The president’s idea, in a nutshell, is that American investors and consumers are undergoing a self‐perpetuating crisis of confidence, suffering from depressed “animal spirits,” to use John Maynard Keynes’ famous phrase. Consumers, fearing the worst, cut spending. And that hurts retail sales, which hurts profits, which leads to layoffs, which leads to a new round of anxieties for creditors and consumers. And on and on and on.
A big blast of tax cuts and government spending, a sort of economic shock therapy, is supposed to jolt us out of our self‐reinforcing funk and put us on the happy path to recovery. In this Keynes‐inspired view, anti‐recession macroeconomic policy turns out to be a kind of government mood manipulation.
Sadly, macroeconomists are amateur psychologists at best. They simply don’t know which interventions reliably buoy consumer and investor confidence.
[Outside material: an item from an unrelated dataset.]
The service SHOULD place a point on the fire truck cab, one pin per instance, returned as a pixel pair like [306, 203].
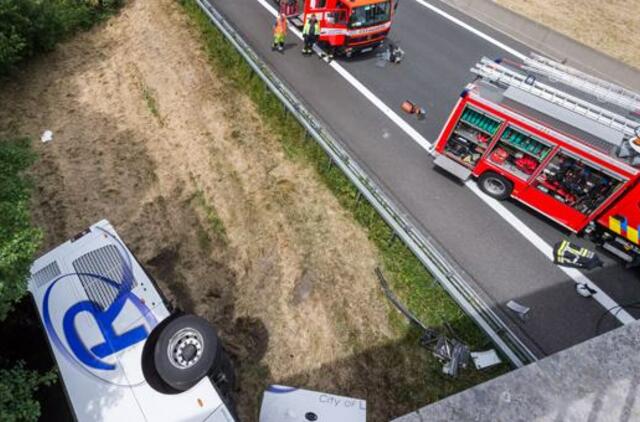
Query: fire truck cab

Indeed, many leading macroeconomists say there’s little evidence that slashing taxes and boosting spending works well at all, even in theory.
And the massive stimulus package we’re about to get is far from a work of economic science. Harvard’s Robert Barro, one of the world’s most influential macroeconomists, says the bill’s tax cut and spending provisions are both “garbage.”
The idea is that stimulus will revive flagging animal spirits by actually priming consumption. But an ill‐designed set of initiatives — a bunch of garbage — may do little more than run up crushing deficits that we’ll pay for in inflation or pass on to our kids.
President Obama did promise to bring us hope. Well, I’m doing my best to hope this works.